Prince of Chen (陳王)
- Tenure: ? – 197
- Predecessor: Liu Cheng
- Born: Unknown
- Died: 197

Names
- Family name: Liu (劉) Given name: Chong (寵)

Posthumous name
- Prince Min (愍王)
- House: Han dynasty
- Father: Liu Cheng

= Liu Chong (Prince Min of Chen) =

Eastern Han dynasty noble (died 197)

Liu Chong (Note: Not to be confused with Liu Dai's and Liu Yao's uncle of the same name, whose courtesy name is Zurong (祖荣).) (劉寵; died 197) was the sixth and last Prince of Chen (陳王) of the Eastern Han dynasty. He was unique in the imperial household in that he maintained his own territory during the last years of the Han dynasty while the rest of the Han princes and marquises played no role. He was assassinated by the imperial pretender Yuan Shu in 197 and became posthumously known as Prince Min of Chen (陳愍王).

==Life==
The Kingdom of Chen (roughly present-day Zhoukou, Henan) was a fiefdom granted to Liu Xian (劉羨), the second son of Emperor Ming of Han. Liu Chong, son of Liu Cheng (劉承; Prince Xiao of Chen), (Note: Liu Cheng was a son of Liu Chong (different character from his grandson), Prince Qing of Chen. Liu Chong was originally Marquis of Anshou Village, but was made prince in May 120. Liu Chong died after about four years as prince in Apr 124, with Liu Cheng as his successor; the exact dates of Liu Chong being appointed Prince of Chen and his death were recorded in Emperor An's biography found in the same work. Between Liu Cheng and his son, their reign lasted for about 73 years (April 124-197).) was a great-grandson of Liu Xian. Liu Chong was described to be an energetic character who was skilled with the crossbow, even authoring a treatise on the subject, Nushe Bifa (弩射袐法).

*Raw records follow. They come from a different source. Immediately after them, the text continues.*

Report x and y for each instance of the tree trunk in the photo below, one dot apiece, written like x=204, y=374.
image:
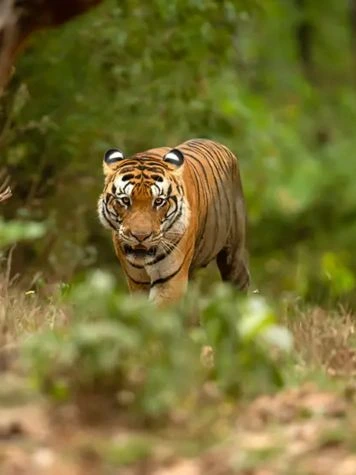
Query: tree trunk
x=20, y=18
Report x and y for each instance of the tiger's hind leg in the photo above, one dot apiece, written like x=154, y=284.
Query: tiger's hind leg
x=233, y=267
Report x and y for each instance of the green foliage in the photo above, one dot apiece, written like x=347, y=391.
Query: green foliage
x=243, y=336
x=148, y=360
x=138, y=75
x=14, y=231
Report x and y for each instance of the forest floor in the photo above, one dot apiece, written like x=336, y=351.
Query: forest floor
x=309, y=427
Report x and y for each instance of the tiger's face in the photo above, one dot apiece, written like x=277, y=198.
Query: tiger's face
x=143, y=201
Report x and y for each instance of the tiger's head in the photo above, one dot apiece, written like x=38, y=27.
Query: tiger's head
x=143, y=201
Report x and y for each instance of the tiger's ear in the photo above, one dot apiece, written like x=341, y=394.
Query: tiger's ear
x=174, y=157
x=111, y=157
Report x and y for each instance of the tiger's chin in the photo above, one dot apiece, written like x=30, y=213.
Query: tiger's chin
x=139, y=252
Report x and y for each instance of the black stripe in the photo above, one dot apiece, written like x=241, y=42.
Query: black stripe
x=104, y=211
x=175, y=219
x=137, y=282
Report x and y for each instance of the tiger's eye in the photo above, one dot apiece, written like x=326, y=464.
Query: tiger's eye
x=159, y=201
x=125, y=200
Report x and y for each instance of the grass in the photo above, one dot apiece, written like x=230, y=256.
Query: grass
x=306, y=427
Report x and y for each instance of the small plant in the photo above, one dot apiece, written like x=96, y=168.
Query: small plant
x=246, y=340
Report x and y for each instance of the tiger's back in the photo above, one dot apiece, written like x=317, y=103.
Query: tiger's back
x=214, y=190
x=200, y=217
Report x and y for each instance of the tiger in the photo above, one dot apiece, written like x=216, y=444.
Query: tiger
x=172, y=211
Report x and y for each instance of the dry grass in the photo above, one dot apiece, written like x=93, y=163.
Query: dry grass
x=325, y=339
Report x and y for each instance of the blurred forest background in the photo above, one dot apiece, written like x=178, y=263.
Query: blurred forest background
x=273, y=80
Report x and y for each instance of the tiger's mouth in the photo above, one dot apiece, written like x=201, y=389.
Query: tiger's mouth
x=140, y=251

In 173, Liu Chong and his former chancellor Wei Yin (魏愔) were accused by the new Chen chancellor Shi Qian (師遷) for inappropriately making sacrifices to deities seeking for fortunes beyond their ranks. This was impiety (不道), the most serious of crimes under the Han dynasty and tantamount to treason. Both Wei Yin and his accuser Shi Qian were brought to the capital of Luoyang in cage-carts for questioning. The eunuch Wang Fu presided over the investigations, and found that while the ceremonies made to Huang–Lao had been improper, there were no grounds for charges of impiety against Liu Chong and Wei Yin. Shi Qian had thus falsely accused his lord and was himself guilty of impiety, and in the end both Shi Qian and Wei Yin were executed. Emperor Ling, having just exterminated the family of Liu Kui (劉悝) the Prince of Bohai (渤海王) on similar charges, closed the case against Liu Chong in order to avoid more bloodshed in the imperial household.

When the Yellow Turban Rebellion broke out in 184, many of Liu Chong's peers were chased out of their fiefs, but Liu Chong raised a force of several thousand archers and fortified himself in his capital. His formidable reputation kept the populace in line, and the Chen fief was unscathed by the rebellion. In 190, when a coalition was being formed against the warlord Dong Zhuo, who had taken control of the imperial court, Liu Chong rallied troops in support of the coalition and styled himself the General who Supports the Han (輔漢將軍). He moved his troops north to Yangxia commandery (陽夏; present-day Taikang County) to join the anti-Dong Zhuo blockade, but as the coalition fell apart and its leaders began to fight amongst themselves, Liu Chong returned to Chen. Under the leadership of Liu Chong and his chancellor Luo Jun (駱俊; father of Luo Tong), the kingdom of Chen became an oasis of peace and prosperity as China descended into civil war, taking in over a hundred thousand refugees from neighbouring territories.

In early 197, Yuan Shu declared himself emperor in Shouchun, south of Chen across the Huai River. This audacious act made him a target of the other warlords. After being defeated by the forces of Lü Bu, Yuan Shu could not feed his army and requested supplies from the Chen fief. However, he was rebuffed by Luo Jun, and Yuan Shu responded by sending an assassin to kill both Luo Jun and Liu Chong. With the two leading figures dead, the kingdom of Chen fell into ruin.